We defined critical residues as those that upon mutation to alanine decrease the binding energy by a threshold value ΔΔGbind ≥ 1.0 kcal/mol. Nine of the 21 residues identified by alanine scanning as involved in the ACE2–RBD complex met this criterion (Supplementary Table S1). There was a large congruence in the sites identified with those highlighted by other methods. Each of the eight sites implicated by cryo-EM27, were also detected by alanine modeling; five residues were ≥1.0 kcal/mol threshold and 3 were below this threshold. To be cautious, in addition to the 9 critical ACE2 sites we identified through alanine scanning, we also examined residue variation at the 3 sites that fell below the ≥1.0 kcal/mol threshold but that were identified as important by structural analyses27,28,29,30 for a total of 12 critical sites. All computational alanine scanning mutagenesis analyses were performed using Rosetta software70. The alanine mutagenesis approach has been extensively evaluated and used to analyze PPIs and design their inhibitors, including by members of the present authorship71,72.
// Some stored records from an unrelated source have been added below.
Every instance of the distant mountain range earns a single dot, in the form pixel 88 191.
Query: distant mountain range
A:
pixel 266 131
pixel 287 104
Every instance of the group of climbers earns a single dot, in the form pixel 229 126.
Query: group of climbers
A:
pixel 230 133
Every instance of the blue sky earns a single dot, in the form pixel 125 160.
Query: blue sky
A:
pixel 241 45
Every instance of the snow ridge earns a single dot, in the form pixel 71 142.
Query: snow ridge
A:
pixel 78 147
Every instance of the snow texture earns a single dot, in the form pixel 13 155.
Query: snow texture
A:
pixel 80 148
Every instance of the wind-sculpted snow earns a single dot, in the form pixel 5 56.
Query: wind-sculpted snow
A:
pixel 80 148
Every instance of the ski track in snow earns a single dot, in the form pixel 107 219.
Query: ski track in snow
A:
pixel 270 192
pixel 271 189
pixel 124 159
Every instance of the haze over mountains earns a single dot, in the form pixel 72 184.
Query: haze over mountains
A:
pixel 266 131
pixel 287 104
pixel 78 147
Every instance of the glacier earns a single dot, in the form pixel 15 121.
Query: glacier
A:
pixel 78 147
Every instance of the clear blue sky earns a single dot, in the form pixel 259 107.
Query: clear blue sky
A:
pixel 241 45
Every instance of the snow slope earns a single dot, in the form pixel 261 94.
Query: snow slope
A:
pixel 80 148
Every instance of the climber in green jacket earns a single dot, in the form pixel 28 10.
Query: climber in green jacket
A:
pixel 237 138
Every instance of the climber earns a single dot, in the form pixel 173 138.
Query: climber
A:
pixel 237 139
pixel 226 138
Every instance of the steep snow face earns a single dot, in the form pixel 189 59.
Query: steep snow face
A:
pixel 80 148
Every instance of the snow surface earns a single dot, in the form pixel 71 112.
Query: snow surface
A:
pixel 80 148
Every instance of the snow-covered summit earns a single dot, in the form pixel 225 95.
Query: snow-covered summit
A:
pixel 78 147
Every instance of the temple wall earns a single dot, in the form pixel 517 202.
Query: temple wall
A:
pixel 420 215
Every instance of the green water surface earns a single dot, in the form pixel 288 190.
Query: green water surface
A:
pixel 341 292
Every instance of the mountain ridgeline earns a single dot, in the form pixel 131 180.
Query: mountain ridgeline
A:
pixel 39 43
We utilized the SSIPe program73 to predict how ACE2 amino acid differences in each species would affect the relative binding energy of the ACE2/SARS-Cov-2 interaction. Using human ACE2 bound to the SARS-Cov-2 RBD as a benchmark (PDB 6M0J), the program mutates selected residues and compares the binding energy to that of the original. Using this algorithm, we studied interactions of all primates across the full suite of amino acid changes occurring at critical binding sites for each species. To more thoroughly assess the impact of each amino acid substitution, we also examined the predicted effect of individual amino acid changes (in isolation) on protein-binding affinity.
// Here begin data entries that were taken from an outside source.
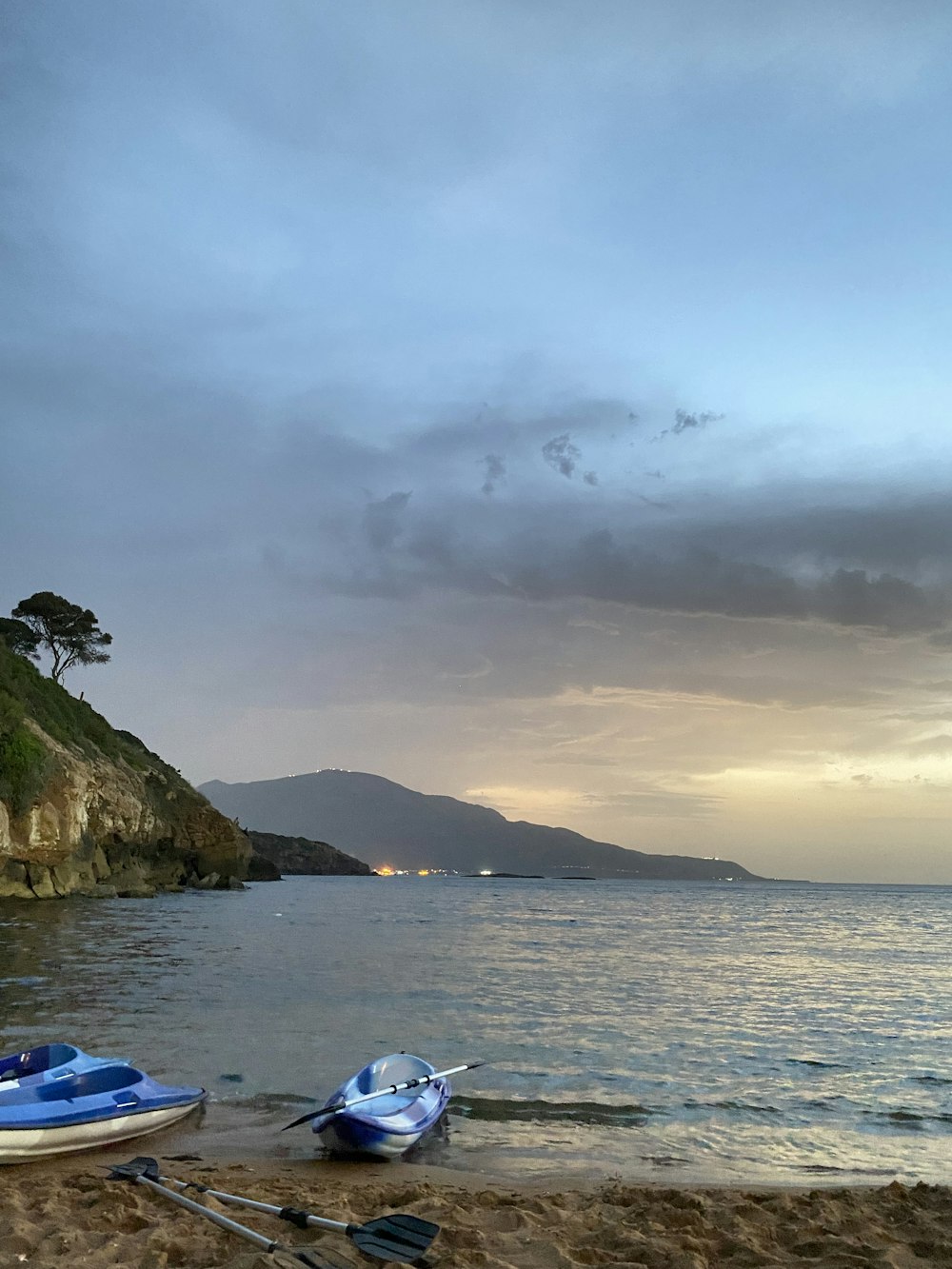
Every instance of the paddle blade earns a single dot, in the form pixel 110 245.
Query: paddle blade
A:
pixel 400 1238
pixel 315 1115
pixel 140 1166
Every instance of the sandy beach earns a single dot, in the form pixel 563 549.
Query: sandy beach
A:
pixel 67 1212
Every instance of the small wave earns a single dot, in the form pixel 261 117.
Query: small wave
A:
pixel 731 1105
pixel 266 1100
pixel 579 1112
pixel 910 1117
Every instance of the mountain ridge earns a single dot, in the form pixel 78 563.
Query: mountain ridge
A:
pixel 385 823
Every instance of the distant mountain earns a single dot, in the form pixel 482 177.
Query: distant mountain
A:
pixel 387 823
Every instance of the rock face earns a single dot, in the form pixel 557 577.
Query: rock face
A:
pixel 303 857
pixel 99 823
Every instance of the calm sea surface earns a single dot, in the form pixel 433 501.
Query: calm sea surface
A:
pixel 680 1032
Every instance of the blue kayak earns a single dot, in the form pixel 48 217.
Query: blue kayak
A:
pixel 98 1107
pixel 390 1123
pixel 46 1062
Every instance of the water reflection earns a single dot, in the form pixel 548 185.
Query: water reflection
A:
pixel 750 1031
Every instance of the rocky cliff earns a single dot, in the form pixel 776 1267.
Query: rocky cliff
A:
pixel 89 810
pixel 304 857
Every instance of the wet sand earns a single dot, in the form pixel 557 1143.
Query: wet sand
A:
pixel 65 1212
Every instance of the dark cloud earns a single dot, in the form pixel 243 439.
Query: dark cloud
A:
pixel 495 472
pixel 384 522
pixel 562 454
pixel 685 422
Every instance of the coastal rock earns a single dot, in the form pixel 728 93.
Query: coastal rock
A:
pixel 103 815
pixel 304 857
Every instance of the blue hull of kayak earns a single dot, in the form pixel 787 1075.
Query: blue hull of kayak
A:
pixel 46 1062
pixel 97 1107
pixel 391 1123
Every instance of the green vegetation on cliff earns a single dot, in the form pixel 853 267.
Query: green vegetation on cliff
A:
pixel 74 723
pixel 88 808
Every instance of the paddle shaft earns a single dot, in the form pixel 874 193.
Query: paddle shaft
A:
pixel 270 1208
pixel 398 1088
pixel 215 1218
pixel 327 1112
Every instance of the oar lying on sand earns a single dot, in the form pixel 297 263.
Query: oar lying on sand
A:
pixel 327 1112
pixel 144 1172
pixel 400 1238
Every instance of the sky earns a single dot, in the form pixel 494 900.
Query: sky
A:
pixel 541 404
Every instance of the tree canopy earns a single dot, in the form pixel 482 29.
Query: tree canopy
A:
pixel 19 637
pixel 70 633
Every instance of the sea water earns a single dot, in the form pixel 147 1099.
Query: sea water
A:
pixel 655 1031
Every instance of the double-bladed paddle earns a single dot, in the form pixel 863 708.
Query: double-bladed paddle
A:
pixel 145 1172
pixel 400 1238
pixel 335 1108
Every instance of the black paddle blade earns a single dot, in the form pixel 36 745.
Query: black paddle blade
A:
pixel 305 1119
pixel 289 1258
pixel 315 1115
pixel 400 1238
pixel 140 1166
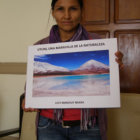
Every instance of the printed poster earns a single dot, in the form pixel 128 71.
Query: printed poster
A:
pixel 80 74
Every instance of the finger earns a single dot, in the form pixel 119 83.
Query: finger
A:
pixel 121 65
pixel 118 54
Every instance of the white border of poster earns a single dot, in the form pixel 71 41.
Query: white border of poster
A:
pixel 110 100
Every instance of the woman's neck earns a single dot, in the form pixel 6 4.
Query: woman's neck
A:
pixel 66 35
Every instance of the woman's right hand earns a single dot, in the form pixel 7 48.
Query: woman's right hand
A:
pixel 28 109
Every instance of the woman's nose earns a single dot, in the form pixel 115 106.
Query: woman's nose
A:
pixel 67 14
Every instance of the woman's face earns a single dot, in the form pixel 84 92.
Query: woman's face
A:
pixel 67 14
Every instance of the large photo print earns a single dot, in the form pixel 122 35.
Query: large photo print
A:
pixel 81 74
pixel 72 74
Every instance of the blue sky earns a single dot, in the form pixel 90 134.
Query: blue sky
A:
pixel 74 60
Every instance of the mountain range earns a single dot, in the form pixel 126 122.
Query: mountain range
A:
pixel 89 67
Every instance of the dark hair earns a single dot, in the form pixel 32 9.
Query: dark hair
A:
pixel 54 1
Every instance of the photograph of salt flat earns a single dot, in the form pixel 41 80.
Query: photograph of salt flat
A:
pixel 72 74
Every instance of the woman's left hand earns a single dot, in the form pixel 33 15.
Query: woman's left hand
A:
pixel 119 57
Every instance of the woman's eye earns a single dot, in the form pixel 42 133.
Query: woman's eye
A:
pixel 60 9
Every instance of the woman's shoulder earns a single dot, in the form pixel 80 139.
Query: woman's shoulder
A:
pixel 42 41
pixel 93 35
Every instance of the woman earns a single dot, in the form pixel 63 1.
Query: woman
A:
pixel 70 124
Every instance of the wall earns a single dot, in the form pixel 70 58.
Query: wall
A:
pixel 22 23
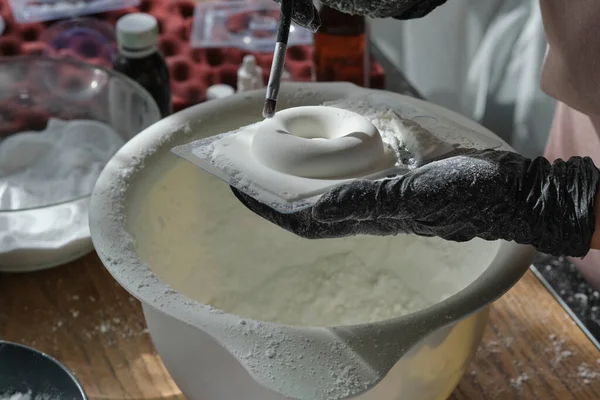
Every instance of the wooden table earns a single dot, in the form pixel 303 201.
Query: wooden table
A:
pixel 77 313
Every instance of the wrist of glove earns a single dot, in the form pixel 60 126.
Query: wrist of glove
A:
pixel 306 15
pixel 486 194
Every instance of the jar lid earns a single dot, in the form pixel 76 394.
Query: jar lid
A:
pixel 137 31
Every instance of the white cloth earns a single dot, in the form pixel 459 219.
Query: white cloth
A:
pixel 479 58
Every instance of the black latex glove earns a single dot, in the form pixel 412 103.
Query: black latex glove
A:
pixel 487 194
pixel 306 15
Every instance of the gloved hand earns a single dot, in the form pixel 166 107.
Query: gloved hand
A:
pixel 307 16
pixel 487 194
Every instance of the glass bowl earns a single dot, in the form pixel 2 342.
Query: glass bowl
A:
pixel 76 116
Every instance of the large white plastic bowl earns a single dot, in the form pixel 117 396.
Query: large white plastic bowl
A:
pixel 148 210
Adaptive evolution of ACE2 sequences

We further investigated ACE2 and how selective pressures in different clades might be shaping variation at the binding sites, using codeml clade C and branch-site models in PAML74. We first tested if selection acting on ACE2 is divergent between the major clades in our sample (platyrrhine, catarrhine, and strepsirrhine primates, non-primate mammals) with the codeml clade model C, which was compared to the null model (M2a_rel) with a likelihood ratio test75. This test shows whether there is a divergent selection (dN/dS ratio = ω) across all clades, but not which clades are experiencing positive selection. We, therefore, followed the clade model with a series of branch-site models, which allow one clade at a time to be designated as a set of “foreground” branches and test whether this clade has experienced episodes of positive selection compared to the remaining sets of “background” branches (ωforeground > ωbackground). Branch-site models are compared to a null model that fixes ω at 1 with a likelihood ratio test. In the case of the alternative model having a significantly better fit than the null model, indicating positive selection, potential sites under positive selection are identified with a Bayes Empirical Bayes (BEB) approach76. We completed branch-site models for each primate clade (platyrrhine, strepsirrhine, and catarrhine), as well as bats because previous research has identified ACE2 to be under positive selection in this clade, potentially in response to coronaviruses43. We had to exclude Hipposideros pratti and Myotis daubentonii from PAML analyses, because only a partial ACE2 sequence was available for these two species. Input files and control files for PAML codeml analyses are available in the GitHub repository62.

Statistics and reproducibility

Models in PAML were compared with likelihood ratio tests and evaluated for significance with a right-tailed chi-squared distribution. As this was a comparative study of gene sequences across species, we had one representative individual for each species (n = 41) and no replicates.

Reporting summary

Further information on research design is available in the Nature Research Life Sciences Reporting Summary linked to this article.